Re: e^pi - pi + 9/10^4 + 1/(10^4*ln(2) + sqrt(10)/6)^2 Message #2 Posted by Matt Agajanian on 6 Aug 2012, 2:26 p.m., in response to message #1 by Gerson W. Barbosa Well, for the posted expression, I got 20-(10^-8) on my HP-25C. Edited: 6 Aug 2012, 2:29 p.m.

Re: e^pi - pi + 9/10^4 + 1/(10^4*ln(2) + sqrt(10)/6)^2 Message #3 Posted by Gerson W. Barbosa on 6 Aug 2012, 2:45 p.m., in response to message #2 by Matt Agajanian Hello Matt, The correct 10, 12 or even 16-digit result would be 20, but one-digit difference in the last position is quite acceptable. e^pi - pi + 9/10^4 + 1/(10^4*ln(2) + sqrt(10)/6)^2 = 20.000 000 000 000 000 729 511 Regards, Gerson.

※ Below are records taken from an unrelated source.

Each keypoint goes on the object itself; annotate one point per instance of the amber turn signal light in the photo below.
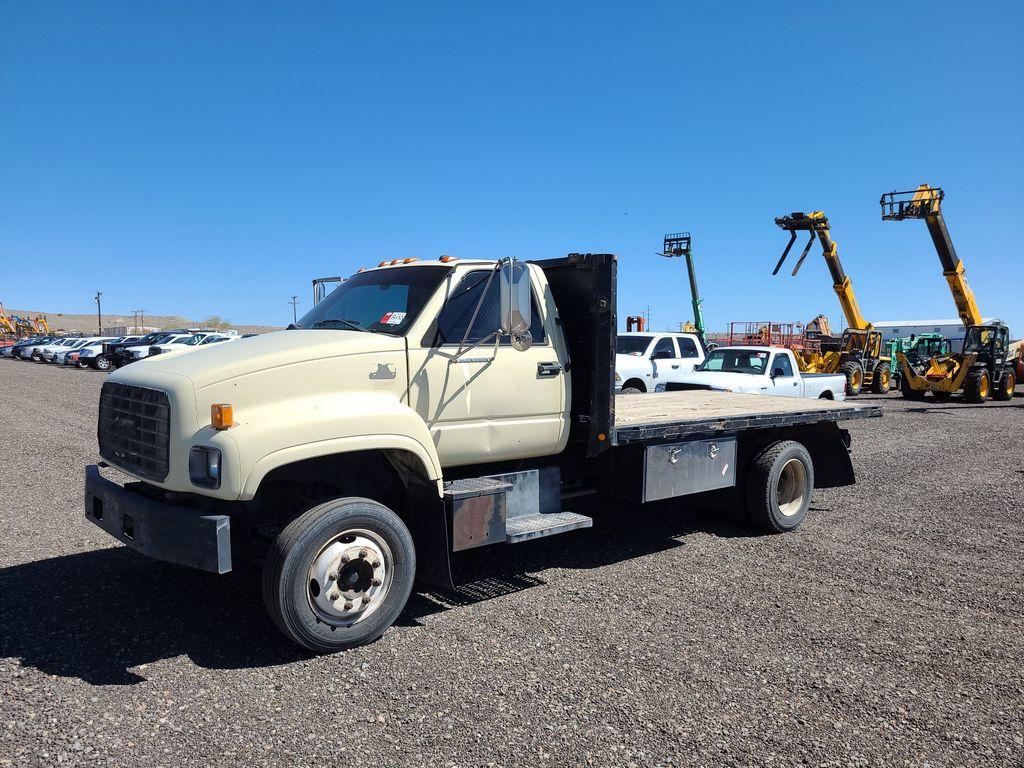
(221, 416)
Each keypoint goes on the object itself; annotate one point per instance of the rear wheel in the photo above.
(882, 379)
(854, 378)
(1006, 389)
(978, 386)
(779, 486)
(339, 574)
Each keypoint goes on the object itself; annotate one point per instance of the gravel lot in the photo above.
(887, 632)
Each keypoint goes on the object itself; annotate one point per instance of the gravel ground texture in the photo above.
(888, 631)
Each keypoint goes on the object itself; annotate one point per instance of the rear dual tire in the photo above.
(339, 574)
(779, 485)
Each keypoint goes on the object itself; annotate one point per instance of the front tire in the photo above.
(339, 574)
(978, 386)
(779, 486)
(854, 378)
(882, 379)
(1007, 385)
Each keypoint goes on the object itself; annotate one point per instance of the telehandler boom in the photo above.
(983, 368)
(859, 355)
(680, 244)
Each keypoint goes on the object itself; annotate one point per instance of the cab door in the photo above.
(783, 381)
(664, 361)
(491, 402)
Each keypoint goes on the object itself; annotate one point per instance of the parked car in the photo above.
(15, 349)
(45, 352)
(60, 355)
(117, 354)
(186, 344)
(190, 339)
(88, 353)
(646, 361)
(760, 371)
(140, 351)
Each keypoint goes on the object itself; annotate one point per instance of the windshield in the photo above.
(735, 361)
(635, 345)
(978, 339)
(381, 300)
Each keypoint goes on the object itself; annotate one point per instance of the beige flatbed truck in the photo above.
(421, 409)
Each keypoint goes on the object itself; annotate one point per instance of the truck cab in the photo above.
(648, 361)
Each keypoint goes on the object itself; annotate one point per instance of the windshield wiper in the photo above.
(343, 323)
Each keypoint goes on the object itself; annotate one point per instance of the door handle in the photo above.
(547, 370)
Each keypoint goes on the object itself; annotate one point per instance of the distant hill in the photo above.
(79, 323)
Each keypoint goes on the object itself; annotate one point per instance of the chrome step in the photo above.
(525, 527)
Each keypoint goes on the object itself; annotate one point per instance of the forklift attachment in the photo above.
(912, 204)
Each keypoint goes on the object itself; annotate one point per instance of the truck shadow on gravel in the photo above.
(99, 615)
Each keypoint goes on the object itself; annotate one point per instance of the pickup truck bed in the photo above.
(693, 413)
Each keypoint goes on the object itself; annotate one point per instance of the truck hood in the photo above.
(723, 380)
(218, 363)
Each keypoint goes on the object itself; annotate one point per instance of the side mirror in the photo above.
(515, 302)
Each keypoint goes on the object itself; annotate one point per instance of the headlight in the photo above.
(204, 467)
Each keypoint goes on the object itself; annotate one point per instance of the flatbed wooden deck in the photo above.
(640, 418)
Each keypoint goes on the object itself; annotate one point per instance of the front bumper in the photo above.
(157, 529)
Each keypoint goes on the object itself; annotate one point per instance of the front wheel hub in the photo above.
(350, 578)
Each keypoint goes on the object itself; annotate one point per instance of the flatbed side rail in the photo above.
(699, 427)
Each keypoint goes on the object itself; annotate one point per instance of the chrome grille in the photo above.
(134, 429)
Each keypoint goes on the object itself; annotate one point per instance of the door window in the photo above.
(664, 349)
(458, 312)
(782, 364)
(686, 347)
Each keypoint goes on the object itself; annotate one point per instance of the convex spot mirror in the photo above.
(515, 302)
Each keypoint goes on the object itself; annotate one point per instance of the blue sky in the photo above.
(213, 158)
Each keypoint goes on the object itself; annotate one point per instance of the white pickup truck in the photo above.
(760, 371)
(648, 361)
(420, 410)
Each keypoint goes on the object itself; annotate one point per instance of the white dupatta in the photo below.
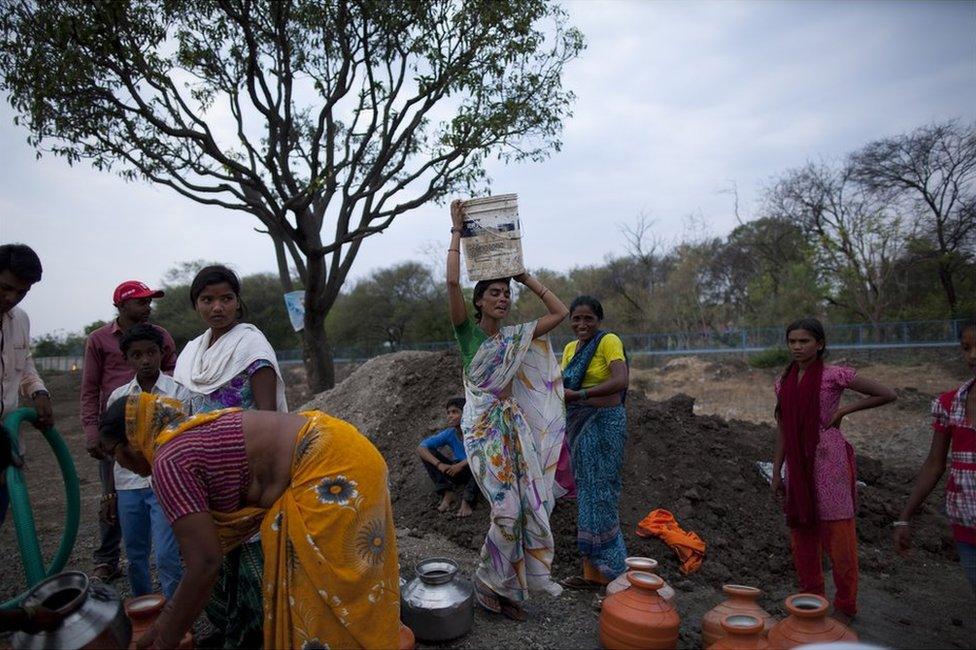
(204, 368)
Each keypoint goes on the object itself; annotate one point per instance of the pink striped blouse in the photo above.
(204, 469)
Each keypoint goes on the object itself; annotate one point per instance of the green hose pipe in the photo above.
(23, 516)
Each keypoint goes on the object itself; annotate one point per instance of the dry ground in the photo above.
(924, 603)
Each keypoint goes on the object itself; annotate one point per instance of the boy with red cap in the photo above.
(106, 369)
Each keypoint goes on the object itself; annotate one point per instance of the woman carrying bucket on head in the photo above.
(513, 425)
(820, 470)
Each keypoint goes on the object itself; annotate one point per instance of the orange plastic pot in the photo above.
(740, 600)
(143, 612)
(638, 618)
(808, 623)
(742, 632)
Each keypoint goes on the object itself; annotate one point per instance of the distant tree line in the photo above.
(887, 233)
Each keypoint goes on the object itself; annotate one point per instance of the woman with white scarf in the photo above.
(231, 365)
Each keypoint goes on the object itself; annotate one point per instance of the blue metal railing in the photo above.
(846, 336)
(897, 334)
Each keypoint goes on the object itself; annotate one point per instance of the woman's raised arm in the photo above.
(455, 299)
(557, 310)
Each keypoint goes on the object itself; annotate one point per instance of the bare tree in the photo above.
(857, 239)
(934, 169)
(339, 115)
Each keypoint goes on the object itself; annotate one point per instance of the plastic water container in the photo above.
(492, 237)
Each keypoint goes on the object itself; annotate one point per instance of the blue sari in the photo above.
(596, 443)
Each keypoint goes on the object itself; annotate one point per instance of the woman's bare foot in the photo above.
(446, 502)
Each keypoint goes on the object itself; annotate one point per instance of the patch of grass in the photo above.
(770, 358)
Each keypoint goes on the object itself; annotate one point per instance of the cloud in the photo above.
(676, 100)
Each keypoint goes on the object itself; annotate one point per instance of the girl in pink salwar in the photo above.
(820, 471)
(513, 425)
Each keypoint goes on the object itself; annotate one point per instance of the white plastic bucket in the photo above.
(492, 237)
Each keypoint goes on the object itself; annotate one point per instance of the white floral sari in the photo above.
(513, 445)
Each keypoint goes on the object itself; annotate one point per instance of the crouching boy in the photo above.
(142, 519)
(450, 475)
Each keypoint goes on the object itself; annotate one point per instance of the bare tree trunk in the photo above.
(284, 275)
(319, 365)
(318, 352)
(945, 279)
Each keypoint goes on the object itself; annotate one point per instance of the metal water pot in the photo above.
(91, 612)
(438, 605)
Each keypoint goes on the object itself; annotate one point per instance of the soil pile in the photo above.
(701, 468)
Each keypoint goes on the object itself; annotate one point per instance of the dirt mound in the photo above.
(702, 468)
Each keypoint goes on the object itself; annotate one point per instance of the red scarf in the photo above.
(799, 419)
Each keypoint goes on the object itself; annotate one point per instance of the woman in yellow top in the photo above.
(314, 485)
(595, 377)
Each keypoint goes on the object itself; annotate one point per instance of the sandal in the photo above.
(512, 610)
(487, 598)
(580, 583)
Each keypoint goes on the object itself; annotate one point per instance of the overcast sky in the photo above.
(676, 103)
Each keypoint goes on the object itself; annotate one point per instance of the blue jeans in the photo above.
(967, 558)
(143, 522)
(4, 502)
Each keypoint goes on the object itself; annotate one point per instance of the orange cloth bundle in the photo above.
(689, 546)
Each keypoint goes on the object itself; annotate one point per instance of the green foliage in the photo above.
(345, 115)
(400, 304)
(770, 358)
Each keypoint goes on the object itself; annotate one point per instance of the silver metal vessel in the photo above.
(438, 605)
(92, 614)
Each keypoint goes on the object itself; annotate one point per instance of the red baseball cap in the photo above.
(133, 290)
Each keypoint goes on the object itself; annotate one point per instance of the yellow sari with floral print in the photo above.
(330, 561)
(331, 577)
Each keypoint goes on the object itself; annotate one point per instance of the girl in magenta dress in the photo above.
(953, 437)
(820, 482)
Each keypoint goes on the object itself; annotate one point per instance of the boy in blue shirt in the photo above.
(450, 476)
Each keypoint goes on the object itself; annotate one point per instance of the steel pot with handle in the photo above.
(438, 605)
(91, 614)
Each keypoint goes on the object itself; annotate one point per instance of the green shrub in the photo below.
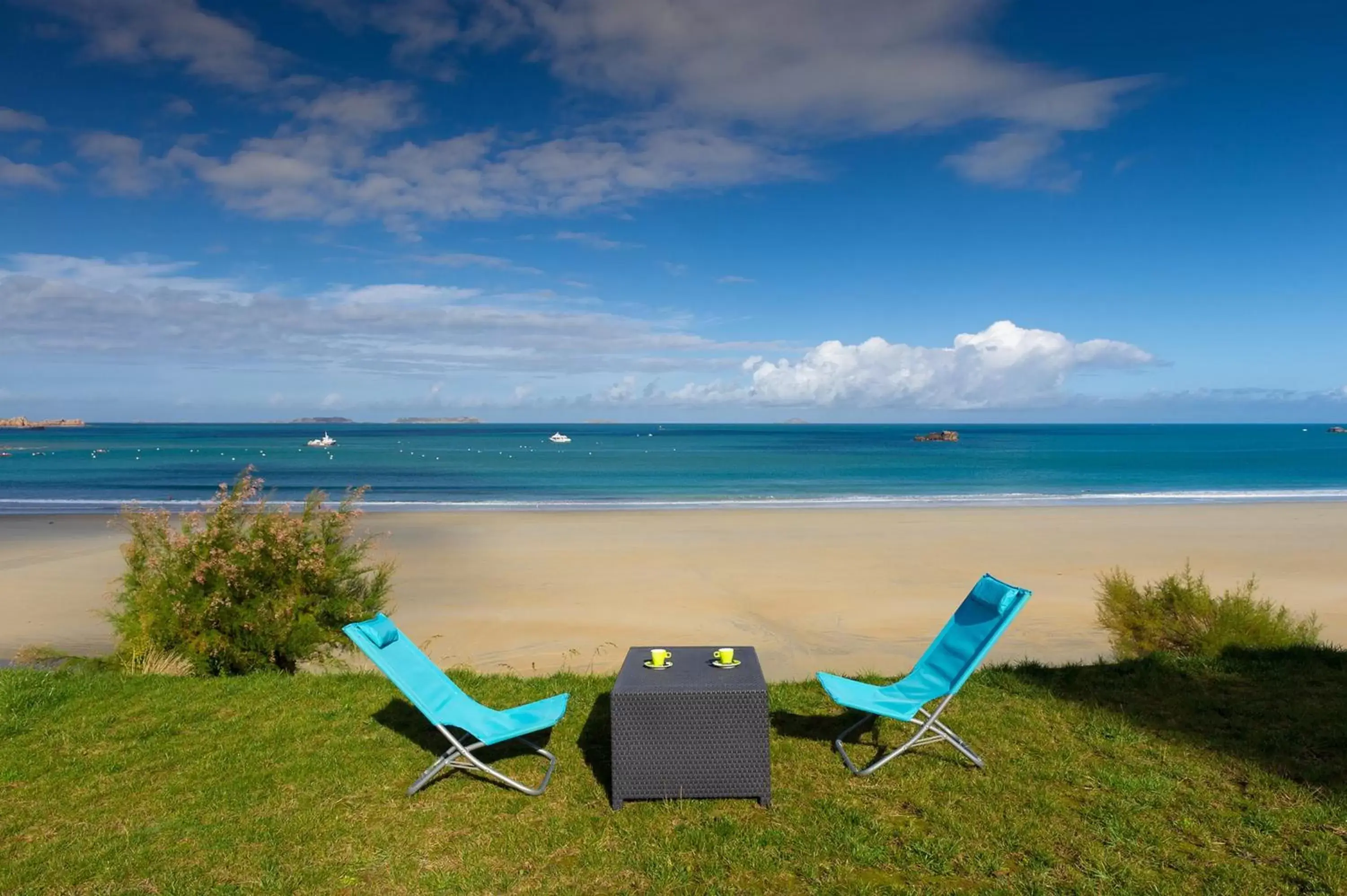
(244, 587)
(1179, 615)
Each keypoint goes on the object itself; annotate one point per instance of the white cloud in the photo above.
(22, 174)
(181, 31)
(1016, 159)
(869, 65)
(135, 309)
(1001, 367)
(180, 108)
(123, 166)
(823, 66)
(15, 120)
(425, 27)
(376, 108)
(593, 240)
(335, 176)
(402, 293)
(468, 259)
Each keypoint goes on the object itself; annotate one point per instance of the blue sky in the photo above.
(577, 209)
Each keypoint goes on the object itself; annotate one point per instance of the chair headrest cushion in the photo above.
(995, 593)
(380, 630)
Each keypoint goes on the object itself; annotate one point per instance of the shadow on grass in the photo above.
(402, 717)
(1283, 709)
(597, 743)
(826, 728)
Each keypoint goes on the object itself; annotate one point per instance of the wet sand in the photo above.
(838, 589)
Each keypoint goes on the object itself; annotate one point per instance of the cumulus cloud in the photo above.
(15, 120)
(1001, 367)
(23, 174)
(180, 31)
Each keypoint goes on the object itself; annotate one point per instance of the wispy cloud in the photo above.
(594, 240)
(180, 31)
(136, 309)
(23, 174)
(468, 259)
(1016, 159)
(15, 120)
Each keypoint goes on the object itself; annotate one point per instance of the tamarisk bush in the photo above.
(244, 585)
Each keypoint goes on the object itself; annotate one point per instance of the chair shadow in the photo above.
(403, 719)
(1283, 709)
(826, 728)
(596, 743)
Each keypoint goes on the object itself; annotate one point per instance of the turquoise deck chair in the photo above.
(938, 676)
(449, 708)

Re: e^pi - pi + 9/10^4 + 1/(10^4*ln(2) + sqrt(10)/6)^2 Message #4 Posted by Matt Agajanian on 6 Aug 2012, 4:35 p.m., in response to message #3 by Gerson W. Barbosa Well, for a Woodstock model, the accuracy is quite impressive. Haven't tried it on my Classics, though.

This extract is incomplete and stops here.